Es de imaginar con cuánta alegría recibieron la invitación; sin que a ninguno se le ocurriera pensar cual era el verdadero motivo de ésta, y era un espectáculo digno de ver la cara que puso Ben. Estaba tan contento y orgulloso por el honor que le hacían que no sabía cómo ni adónde mirar. Por eso respiró aliviado cuando pudo disparar con los otros muchachos y saltar por el campo para dar rienda suelta a su emoción. No se le había escapado que algo tramaban para su cumpleaños, pero jamás soñó que fueran a invitar a su fiesta a la escuela entera con maestra y todo. Muy pronto se vieron los efectos de la invitación, cosa que resultó bastante cómica. Los niños pugnaban por superarse en atenciones hacia Ben y hasta Sam, quien temió lo dejaran de lado, ofreció el olivo de la paz en la forma de una tibia manzana que extrajo de su bolsillo. Mose propuso un cambio que ofreció enormes ventajas a Ben, pero quien hizo el sacrificio más grande fue Thorny, pues dijo a su hermana cuando regresaban a su casa:

—No quiero ser un competidor de ellos. Tiro mejor, pues he tenido una larga práctica, y no deseo ganarles el premio. Ben y Billy son, después de mí, los que tiran mejor. Ben tiene más fuerte el brazo, pero Billy calcula mejor la puntería, y ambos quieren ganar. Si le dejo la vía libre, Ben tendrá más probabilidades, ya que su único competidor será Billy, pues los demás no podrán competir con él.

—Te equivocas. Bab puede ser una seria competidora. Tira tan bien como Ben y desea ganar el premio tanto como los dos muchachos. Habrá que darle también su oportunidad.

—La tendrá, pero no conseguirá nada. Las muchachas no pueden ganarle a los varones, por más deseos que tengan de conquistar el premio.

—Si yo tuviese mis dos brazos sanos te enseñaría lo que una mujer es capaz de hacer cuando quiere. No te vayas tan alto, jovencito, porque puedes venirte abajo —advirtió la señorita Celia divertida con la fatuidad de su hermano.

—No hay peligro de que eso ocurra —aseguró Thorny y con toda calma se alejó en busca de los cartones que iba a llevar para que Ben practicara.
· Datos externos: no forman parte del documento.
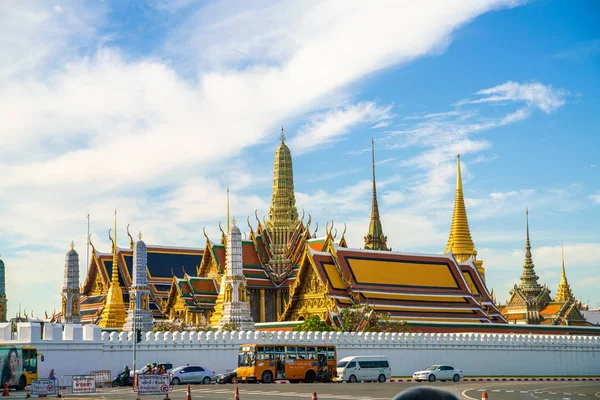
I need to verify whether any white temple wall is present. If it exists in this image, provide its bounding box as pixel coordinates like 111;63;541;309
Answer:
0;323;600;377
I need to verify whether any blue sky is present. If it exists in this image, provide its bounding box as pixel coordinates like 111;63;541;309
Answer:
0;0;600;315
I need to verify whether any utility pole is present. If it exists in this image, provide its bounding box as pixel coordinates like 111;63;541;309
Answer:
85;213;90;277
132;310;137;385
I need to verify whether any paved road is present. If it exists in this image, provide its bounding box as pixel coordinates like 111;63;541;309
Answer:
11;382;600;400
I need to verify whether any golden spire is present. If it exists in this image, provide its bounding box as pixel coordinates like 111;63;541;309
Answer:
365;138;390;251
554;242;575;301
227;186;229;233
98;210;127;329
519;208;542;299
259;127;298;274
444;154;477;262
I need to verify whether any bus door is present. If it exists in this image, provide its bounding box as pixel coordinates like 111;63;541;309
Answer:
273;346;285;379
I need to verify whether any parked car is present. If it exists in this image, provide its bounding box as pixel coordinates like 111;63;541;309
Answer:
413;365;465;382
171;365;216;385
336;356;392;383
217;368;238;384
131;362;173;376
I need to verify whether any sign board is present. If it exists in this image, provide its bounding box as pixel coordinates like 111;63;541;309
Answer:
90;370;112;386
0;346;23;386
31;379;58;396
73;375;96;393
137;374;171;396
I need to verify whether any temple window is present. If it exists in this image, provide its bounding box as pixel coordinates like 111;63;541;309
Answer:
225;283;233;302
238;285;246;301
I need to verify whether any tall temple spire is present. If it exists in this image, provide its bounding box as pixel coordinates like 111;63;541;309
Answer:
227;186;229;233
123;232;154;332
554;243;575;301
519;208;542;299
98;210;127;329
444;154;477;262
365;138;391;250
265;127;298;274
61;241;81;324
444;154;485;282
0;255;7;322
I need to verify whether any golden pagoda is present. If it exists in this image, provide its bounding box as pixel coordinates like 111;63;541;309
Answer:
554;242;575;301
444;154;485;282
365;139;391;251
98;210;127;329
265;127;298;275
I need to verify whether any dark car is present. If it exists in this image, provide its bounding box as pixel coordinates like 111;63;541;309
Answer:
217;369;238;384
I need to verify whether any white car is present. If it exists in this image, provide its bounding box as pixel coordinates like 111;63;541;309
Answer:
171;365;216;385
413;365;465;382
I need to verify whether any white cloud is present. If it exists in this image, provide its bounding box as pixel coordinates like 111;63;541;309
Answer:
289;102;391;154
589;192;600;204
469;81;566;113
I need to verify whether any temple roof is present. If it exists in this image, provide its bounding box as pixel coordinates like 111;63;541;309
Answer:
285;245;506;323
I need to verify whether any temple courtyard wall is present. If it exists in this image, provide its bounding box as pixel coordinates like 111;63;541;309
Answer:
0;323;600;377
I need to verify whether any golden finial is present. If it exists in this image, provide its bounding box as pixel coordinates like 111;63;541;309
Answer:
227;186;229;233
127;224;135;251
444;154;476;262
456;154;462;192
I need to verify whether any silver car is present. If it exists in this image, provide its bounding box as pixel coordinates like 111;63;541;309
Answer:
413;365;465;382
171;365;215;385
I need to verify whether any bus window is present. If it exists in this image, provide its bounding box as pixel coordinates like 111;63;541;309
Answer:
327;347;336;361
23;349;37;374
238;351;256;367
285;346;298;360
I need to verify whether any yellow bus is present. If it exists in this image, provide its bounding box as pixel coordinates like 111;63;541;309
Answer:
237;344;337;383
0;344;44;389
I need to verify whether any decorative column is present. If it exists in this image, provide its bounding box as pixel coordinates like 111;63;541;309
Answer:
218;218;254;331
0;255;6;322
60;242;81;324
260;289;265;322
123;232;154;332
276;290;281;321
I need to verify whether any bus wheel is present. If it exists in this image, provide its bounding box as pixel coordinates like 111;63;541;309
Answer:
263;371;273;383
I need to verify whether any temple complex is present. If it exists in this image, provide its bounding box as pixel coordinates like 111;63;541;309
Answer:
72;129;506;329
0;255;7;322
60;242;81;324
501;210;591;326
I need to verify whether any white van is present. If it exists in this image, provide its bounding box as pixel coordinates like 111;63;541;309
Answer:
336;356;392;383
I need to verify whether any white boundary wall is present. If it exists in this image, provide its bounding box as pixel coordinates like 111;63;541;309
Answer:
0;323;600;377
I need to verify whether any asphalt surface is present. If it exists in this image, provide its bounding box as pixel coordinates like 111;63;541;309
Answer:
5;382;600;400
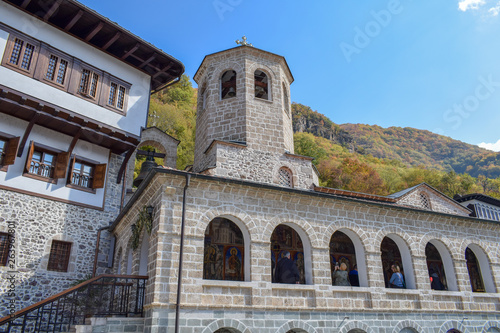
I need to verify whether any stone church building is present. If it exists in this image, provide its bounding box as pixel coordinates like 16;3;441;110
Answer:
0;0;500;333
106;45;500;333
—Veremos… —contestó la señorita Celia quien, a partir de ese momento se propuso hacer de Bab su alumna y dar una lección al señor Thorny, a quien le gustaba demasiado creerse superior e infalible.

También hacía aquello con un poco de traviesa intención, ya que ella, no obstante sus veinticuatro años, era una niña aún en lo más íntimo de su corazón y deseaba demostrar que las niñas podían triunfar y llegar a hacer lo que se proponían con paciencia y tenacidad.

De modo que se ocupó de adiestrar a Bab mañana y tarde, guiándola con la mano que tenía sana. Bab estaba encantada pensando que podía llegar a competir por su club en el concurso.

Le dolían los brazos y se le endurecían los dedos cuando ponía el arco tenso, pero era infatigable y como, además, era más fuerte y alta de lo que correspondía a su edad y tenía una gran disposición para los deportes, progresó mucho y rápidamente. Aprendió a tirar flecha tras flecha y cada vez con mayor seguridad y más cerca del blanco.